# Hi everyone



## aussie1 (Feb 3, 2006)

This is my first post here. At the moment I'm mainly doing scenic dioramas so you might get a bit sick of seeing my trees and country roads!
Anyway here is my latest one, what do you think. It is roughly 1/35 scale.


----------



## MightyMax (Jan 21, 2000)

Hi Aussie,

Very nice indeed. I would be interested in your tree and groundwork techniques.

Welcome.

Max Bryant


----------



## bert model maker (Feb 19, 2002)

yes, very nice and welcome to the BB


----------



## Zombie_61 (Apr 21, 2004)

Welcome Aussie!

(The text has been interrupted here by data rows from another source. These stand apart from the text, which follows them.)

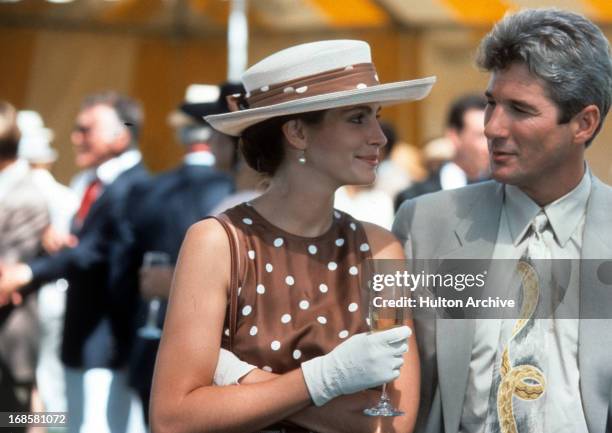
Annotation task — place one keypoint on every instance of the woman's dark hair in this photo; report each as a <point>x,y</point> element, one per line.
<point>263,143</point>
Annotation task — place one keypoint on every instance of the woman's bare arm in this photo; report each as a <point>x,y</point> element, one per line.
<point>183,398</point>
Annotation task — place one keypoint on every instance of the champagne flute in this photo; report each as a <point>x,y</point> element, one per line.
<point>150,330</point>
<point>382,318</point>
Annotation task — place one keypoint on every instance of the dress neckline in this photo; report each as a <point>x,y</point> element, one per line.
<point>337,217</point>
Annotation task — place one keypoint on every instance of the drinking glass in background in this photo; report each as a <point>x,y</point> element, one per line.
<point>151,330</point>
<point>382,318</point>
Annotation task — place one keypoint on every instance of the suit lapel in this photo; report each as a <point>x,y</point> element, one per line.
<point>473,238</point>
<point>595,336</point>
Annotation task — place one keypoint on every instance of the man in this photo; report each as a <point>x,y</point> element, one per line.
<point>161,211</point>
<point>23,217</point>
<point>62,203</point>
<point>549,92</point>
<point>436,153</point>
<point>467,159</point>
<point>465,130</point>
<point>96,340</point>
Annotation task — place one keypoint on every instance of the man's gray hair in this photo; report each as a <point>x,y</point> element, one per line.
<point>564,49</point>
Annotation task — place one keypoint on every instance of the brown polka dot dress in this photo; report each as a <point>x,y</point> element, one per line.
<point>298,297</point>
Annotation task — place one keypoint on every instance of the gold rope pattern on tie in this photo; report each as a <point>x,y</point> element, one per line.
<point>527,382</point>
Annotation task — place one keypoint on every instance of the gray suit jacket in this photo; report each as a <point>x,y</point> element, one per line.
<point>463,224</point>
<point>23,216</point>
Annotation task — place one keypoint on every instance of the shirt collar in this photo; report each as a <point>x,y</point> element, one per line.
<point>110,170</point>
<point>564,214</point>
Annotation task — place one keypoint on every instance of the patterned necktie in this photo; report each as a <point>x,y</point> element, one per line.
<point>91,194</point>
<point>519,383</point>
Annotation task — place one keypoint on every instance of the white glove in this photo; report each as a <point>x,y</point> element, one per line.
<point>363,361</point>
<point>230,369</point>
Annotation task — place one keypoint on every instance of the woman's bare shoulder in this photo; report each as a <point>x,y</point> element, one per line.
<point>383,243</point>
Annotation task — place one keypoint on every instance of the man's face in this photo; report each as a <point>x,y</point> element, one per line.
<point>98,136</point>
<point>528,147</point>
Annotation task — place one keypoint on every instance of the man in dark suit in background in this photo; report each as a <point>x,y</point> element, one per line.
<point>159,214</point>
<point>96,339</point>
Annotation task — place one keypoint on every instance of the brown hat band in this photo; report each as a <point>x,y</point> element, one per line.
<point>348,78</point>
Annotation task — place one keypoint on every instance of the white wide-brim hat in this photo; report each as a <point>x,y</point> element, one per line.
<point>35,142</point>
<point>312,77</point>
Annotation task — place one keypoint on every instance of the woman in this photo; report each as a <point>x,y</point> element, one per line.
<point>309,120</point>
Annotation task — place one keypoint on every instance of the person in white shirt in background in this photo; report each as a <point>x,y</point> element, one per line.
<point>35,148</point>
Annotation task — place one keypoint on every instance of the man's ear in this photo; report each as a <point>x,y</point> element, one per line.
<point>121,140</point>
<point>585,123</point>
<point>295,134</point>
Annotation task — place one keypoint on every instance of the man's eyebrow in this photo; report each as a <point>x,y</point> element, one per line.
<point>519,102</point>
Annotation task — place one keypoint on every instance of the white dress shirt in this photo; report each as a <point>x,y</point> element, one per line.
<point>562,405</point>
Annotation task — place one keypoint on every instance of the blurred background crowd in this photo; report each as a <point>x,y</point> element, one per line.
<point>105,161</point>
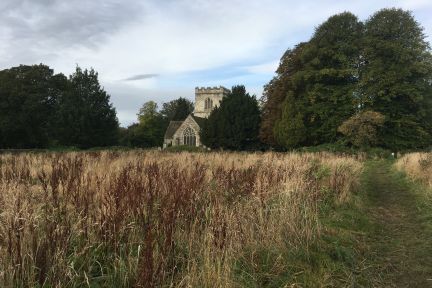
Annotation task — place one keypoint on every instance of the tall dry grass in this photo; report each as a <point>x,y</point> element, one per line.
<point>417,165</point>
<point>154,219</point>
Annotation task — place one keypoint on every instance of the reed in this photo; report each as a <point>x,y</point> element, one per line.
<point>155,219</point>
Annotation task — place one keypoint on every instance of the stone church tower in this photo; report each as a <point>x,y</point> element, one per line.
<point>206,99</point>
<point>187,132</point>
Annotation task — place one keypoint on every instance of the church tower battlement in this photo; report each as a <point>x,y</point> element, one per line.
<point>208,98</point>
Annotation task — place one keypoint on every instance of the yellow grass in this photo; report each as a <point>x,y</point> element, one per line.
<point>151,219</point>
<point>418,166</point>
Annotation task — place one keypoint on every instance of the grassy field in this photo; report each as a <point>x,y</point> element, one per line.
<point>154,219</point>
<point>157,219</point>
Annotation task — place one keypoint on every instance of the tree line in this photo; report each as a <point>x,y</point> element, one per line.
<point>40,109</point>
<point>356,84</point>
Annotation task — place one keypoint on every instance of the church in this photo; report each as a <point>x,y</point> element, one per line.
<point>187,132</point>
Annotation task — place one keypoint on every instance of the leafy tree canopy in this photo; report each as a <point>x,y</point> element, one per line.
<point>234,124</point>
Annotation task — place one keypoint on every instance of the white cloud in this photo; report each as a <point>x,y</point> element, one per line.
<point>126,38</point>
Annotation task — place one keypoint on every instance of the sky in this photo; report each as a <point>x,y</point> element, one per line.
<point>162,49</point>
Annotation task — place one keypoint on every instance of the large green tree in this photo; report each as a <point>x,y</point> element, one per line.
<point>28,101</point>
<point>321,90</point>
<point>150,129</point>
<point>85,117</point>
<point>234,125</point>
<point>275,92</point>
<point>176,110</point>
<point>397,77</point>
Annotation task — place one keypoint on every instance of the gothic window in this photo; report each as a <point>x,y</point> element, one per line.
<point>208,104</point>
<point>189,137</point>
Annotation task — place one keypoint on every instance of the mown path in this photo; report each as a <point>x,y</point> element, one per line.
<point>401,238</point>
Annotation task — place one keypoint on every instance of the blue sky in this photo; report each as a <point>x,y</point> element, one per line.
<point>161,49</point>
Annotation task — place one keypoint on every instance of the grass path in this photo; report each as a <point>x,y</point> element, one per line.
<point>400,239</point>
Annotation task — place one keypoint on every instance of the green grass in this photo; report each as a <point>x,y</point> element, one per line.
<point>381,238</point>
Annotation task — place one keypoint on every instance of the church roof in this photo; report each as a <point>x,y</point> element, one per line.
<point>199,120</point>
<point>172,128</point>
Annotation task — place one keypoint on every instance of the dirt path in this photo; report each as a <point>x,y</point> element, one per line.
<point>401,244</point>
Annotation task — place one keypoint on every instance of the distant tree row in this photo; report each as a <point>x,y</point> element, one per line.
<point>361,84</point>
<point>234,125</point>
<point>40,109</point>
<point>152,123</point>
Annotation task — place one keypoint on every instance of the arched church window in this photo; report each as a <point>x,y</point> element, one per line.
<point>208,104</point>
<point>189,137</point>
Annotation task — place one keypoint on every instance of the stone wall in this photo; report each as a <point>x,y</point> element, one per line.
<point>201,94</point>
<point>178,136</point>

As long as you're willing to share your secrets, I don't think we'll get tired of seeing such high-quality work! :thumbsup:


----------



## roadrner (Jul 21, 1999)

:thumbsup: :thumbsup: :thumbsup: rr


----------



## NUM11BLADE (Feb 16, 2002)

Howdy:wave: 1/35, looks ready for a tank or a jeep.:thumbsup:


----------



## Dr. Brad (Oct 5, 1999)

Wow. that looks great! Building bases like that is definitely something I'd like to learn how to do!


----------



## CaptFrank (Jan 29, 2005)

Reminds me of the scene in "Kelly's Heroes" when they were 
on a hilltop behind enemy lines and were straffed by their 
own airplanes!


----------